On Mon, May 12, 2014 at 5:07 PM, Jonas Bonn <[email protected]> wrote:
> On 05/12/14 13:49, Stefan Kristiansson wrote:
>> On Mon, May 12, 2014 at 2:25 PM, Jonas Bonn <[email protected]> wrote:
>> i) the _only_ reason we need scratch regs is because we need to switch
>> from the user-stack to the process' kernel stack.
>> ii) for syscalls, we have scratch regs (the call-clobbered regs) so
>> there's no issue here... I don't think I pushed my patch for this
>> upstream, but it should be in my repo somewhere... check for branches
>> with syscall in the name
>> iii) for exceptions, there's nothing you can do that will suddenly get
>> you a scratch reg... _all_ the regs are precious and need to be restored
>> exactly as they were when returning to userspace.  Switching from r10 to
>> r21 gets you nothing here as you still need to save r21.
>> You miss the point of what I tried to achieve, I was hoping to make
>> use of r10 as a "kernel reserved register" (since that's what the
>> 'bug' basically could be interpreted as).
>> So, with an ABI like that, yes, you'd need to save r21, but not r10.
>> But, this discussion is moot anyway now ;)
> So you wanted to:
>
> i) "leak" the value of r10 userspace... though it shouldn't matter if
> that page isn't user-accessible; not sure if the kernel gets that right
> (presumably not)
> ii) ...and hope that userspace doesn't "accidentally" modify its value
> so that you can use it unmodified in the kernel?
>
> Both of these are a bad idea.  Glad the idea died on its own... :)
>

Umm... Of course not....
I think you're still misunderstanding the intent.
i) Wouldn't be an issue, r10 could be cleared before returning to userspace
ii) How would it be an issue if userspace modify the value?
I would write to the scratch reg 'first thing' on exception entry.

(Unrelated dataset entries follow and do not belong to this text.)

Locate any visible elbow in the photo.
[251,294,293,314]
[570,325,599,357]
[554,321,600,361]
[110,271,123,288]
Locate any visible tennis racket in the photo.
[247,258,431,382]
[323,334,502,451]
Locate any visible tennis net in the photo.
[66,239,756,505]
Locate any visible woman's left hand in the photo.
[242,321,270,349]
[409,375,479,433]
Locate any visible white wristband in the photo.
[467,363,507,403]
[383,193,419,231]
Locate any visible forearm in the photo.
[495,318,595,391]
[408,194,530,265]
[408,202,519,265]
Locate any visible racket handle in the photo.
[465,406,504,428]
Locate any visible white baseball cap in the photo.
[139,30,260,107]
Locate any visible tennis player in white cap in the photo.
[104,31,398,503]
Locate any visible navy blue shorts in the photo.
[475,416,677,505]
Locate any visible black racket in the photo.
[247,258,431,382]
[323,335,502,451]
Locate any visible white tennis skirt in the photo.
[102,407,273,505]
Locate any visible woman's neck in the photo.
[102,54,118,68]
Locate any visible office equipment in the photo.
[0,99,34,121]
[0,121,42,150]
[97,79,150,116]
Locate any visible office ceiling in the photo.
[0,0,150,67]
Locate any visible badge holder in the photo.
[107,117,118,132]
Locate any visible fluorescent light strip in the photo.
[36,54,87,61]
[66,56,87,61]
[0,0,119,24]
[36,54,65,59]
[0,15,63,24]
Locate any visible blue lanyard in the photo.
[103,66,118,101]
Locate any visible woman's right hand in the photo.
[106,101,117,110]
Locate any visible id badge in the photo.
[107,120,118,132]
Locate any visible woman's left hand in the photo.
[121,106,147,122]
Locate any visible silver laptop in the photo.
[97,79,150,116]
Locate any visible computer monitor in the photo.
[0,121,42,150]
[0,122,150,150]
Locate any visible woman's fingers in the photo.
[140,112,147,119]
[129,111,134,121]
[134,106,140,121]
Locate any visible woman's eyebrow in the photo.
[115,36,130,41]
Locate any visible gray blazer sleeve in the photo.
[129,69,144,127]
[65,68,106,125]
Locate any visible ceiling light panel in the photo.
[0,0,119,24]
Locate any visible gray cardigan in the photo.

>> Hmm, interesting thought, that will need some more consideration.
>> Otoh, you could quite easily manually implement this kind of behaviour
>> with the more "generic" kind of SPR scratch regs we have been
>> discussing below.
> I think the TLB handlers want some scratch space as well, though one
> could probably handle this with my SPR_EXCEPTION_STACK register as
> well... the TLB handlers use scratch space (I think) because we don't
> bother to set up the kernel stack for them....
>

Right.

> Thinking about this some more:
>
> i) scratch space really just comes down to one or two per-cpu variables;
> we don't really need SPR's for this at all, but having some freely
> usable SPR's allows us to stash some per-cpu variables there instead of
> in memory
>
> ii) we currently use 3 scratch values in the exception entry code
>
> iii) I think we really only need 2 scratch values because we could
> calculate the value of the kernel stack pointer given
> current_thread_info instead of loading it from current_thread_info
>
> iv) If we had direct access to the physical value of current_thread_info
> (instead of the virtual address), then we wouldn't need the to_phys()
> calls and could probably make do with a single scratch value; this could
> easily be added to the kernel
>
> v) note that an in-kernel exception, however, probably requires that we
> do a to_phys() on r1 so we pretty much require 2 scratch values no
> matter what
>
> Anyway, considering this, any freely usable SPR that we add allows us to
> keep a per-cpu variable close to the CPU instead of in memory... (is
> this any different from a non-flushable cache line?)  The more such
> SPR's we have, the more per-cpu values we could cache.  We'd need two to
> use as scratch space for exception entry, but one of those could double
> as the "per-cpu physical address of current_thread_info" (the details of
> which I'll leave out for now) even allowing us to free up r10 (though
> that's moot as userspace now has it pegged as fixed-function).
>
> So I guess my conclusion given the above is that a couple of SPR_PERCPUx
> would be a good idea, solving the problem of scratch space on exception
> entry and being usable for other per-cpu optimizations on a
> implementation-by-implementation basis (where the Linux implementatin
> requires "scratch space" while others may not and use the regs for other
> purposes)
>

Yeah, all this boils down to roughly what we already concluded.
The extra benefit of letting them hold per-cpu variables is an
interesting addition though.
The reason why I propose to use another "GPR set" is that the SPR
address space is already defined in the arch manual.
But I'm open to other addresses as well.